I'm currently scraping stats from a website, but on certain stat pages I hit a snag with the following prompt:
Error: Column avg
can't be converted from numeric to character
I try something like mutate(avg = avg %>% as.numeric), but then I get the prompt the column avg can't be found.

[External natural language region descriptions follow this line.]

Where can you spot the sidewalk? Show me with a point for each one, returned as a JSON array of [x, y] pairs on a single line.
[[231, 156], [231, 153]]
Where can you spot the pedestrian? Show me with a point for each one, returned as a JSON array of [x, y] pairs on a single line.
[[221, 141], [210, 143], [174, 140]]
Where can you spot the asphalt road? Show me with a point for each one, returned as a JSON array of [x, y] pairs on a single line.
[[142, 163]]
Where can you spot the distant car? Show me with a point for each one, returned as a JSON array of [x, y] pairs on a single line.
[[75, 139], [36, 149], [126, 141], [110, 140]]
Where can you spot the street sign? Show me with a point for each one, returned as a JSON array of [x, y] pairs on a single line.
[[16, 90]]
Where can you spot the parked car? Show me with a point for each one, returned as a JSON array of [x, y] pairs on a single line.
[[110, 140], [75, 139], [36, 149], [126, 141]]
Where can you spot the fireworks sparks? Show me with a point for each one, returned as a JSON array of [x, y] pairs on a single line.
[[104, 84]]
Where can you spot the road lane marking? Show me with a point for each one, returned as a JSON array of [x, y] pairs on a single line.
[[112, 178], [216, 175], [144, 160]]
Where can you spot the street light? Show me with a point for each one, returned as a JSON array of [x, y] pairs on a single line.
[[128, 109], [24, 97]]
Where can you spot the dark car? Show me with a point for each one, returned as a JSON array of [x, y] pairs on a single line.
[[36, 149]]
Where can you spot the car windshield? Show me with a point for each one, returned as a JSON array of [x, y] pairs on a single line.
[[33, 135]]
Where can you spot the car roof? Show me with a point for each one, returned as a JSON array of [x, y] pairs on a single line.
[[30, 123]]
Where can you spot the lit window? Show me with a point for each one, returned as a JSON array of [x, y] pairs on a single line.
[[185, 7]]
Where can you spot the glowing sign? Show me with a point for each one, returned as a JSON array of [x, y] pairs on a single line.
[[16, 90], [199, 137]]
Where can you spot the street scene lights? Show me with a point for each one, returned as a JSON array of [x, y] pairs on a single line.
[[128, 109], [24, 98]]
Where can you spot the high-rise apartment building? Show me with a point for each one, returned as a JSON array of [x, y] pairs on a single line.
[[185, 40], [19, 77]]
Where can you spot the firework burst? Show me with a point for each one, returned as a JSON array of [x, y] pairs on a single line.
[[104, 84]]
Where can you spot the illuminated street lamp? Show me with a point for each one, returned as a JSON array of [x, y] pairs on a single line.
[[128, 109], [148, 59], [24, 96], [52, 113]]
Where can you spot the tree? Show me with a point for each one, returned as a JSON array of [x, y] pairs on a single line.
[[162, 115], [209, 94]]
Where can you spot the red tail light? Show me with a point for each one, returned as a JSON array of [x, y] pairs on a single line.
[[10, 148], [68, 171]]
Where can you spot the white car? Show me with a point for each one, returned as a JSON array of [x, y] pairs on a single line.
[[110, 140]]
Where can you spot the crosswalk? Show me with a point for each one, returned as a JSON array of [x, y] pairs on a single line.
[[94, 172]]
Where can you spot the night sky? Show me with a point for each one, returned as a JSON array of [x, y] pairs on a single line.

The issue in the code below occurs whenever I add stat_id 336 or 340. Any ideas on how to solve this?
library(dplyr)
library(tidyverse)
library(janitor)
library(rvest)
library(magrittr)
df <- expand.grid(
tournament_id = c("t464", "t054", "t047"),
stat_id = c("02564", "101", "102", "336", "340")
) %>%
mutate(
links = paste0(
'https://www.pgatour.com/stats/stat.',
stat_id,
'.y2019.eon.',
tournament_id,
'.html'
)
) %>%
as_tibble()
# Function to get the table
get_info <- function(link, tournament) {
link %>%
read_html() %>%
html_table() %>%
.[[2]] %>%
clean_names() %>%
select(-rank_last_week ) %>%
mutate(rank_this_week = rank_this_week %>%
as.character) %>%
mutate(tournament)
}
# Retrieve the tables and bind them
test12 <- df %$%
map2_dfr(links, tournament_id, get_info)
test12
CodePudding user response:
You generally don't want to put a pipe inside of a dplyr verb, or at least I have never before seen that done. Not sure why you need that in this example as average automatically parses as numeric. Try this instead:
# Function to get the table
get_info <- function(link, tournament_id) {
data <- link %>%
read_html() %>%
html_table() %>%
.[[2]] %>%
clean_names() %>%
select(-rank_last_week ) %>%
mutate(rank_this_week = as.integer(str_extract(rank_this_week, "\\d ")))
try(data <- mutate(data, avg = as.character(avg)), silent = TRUE)
try(data <- mutate(data, total_distance_feet = as.character(total_distance_feet)), silent = TRUE)
data
}
test12 <- df %>%
mutate(tables = map2(links, tournament_id, get_info)) %>%
tidyr::unnest(everything())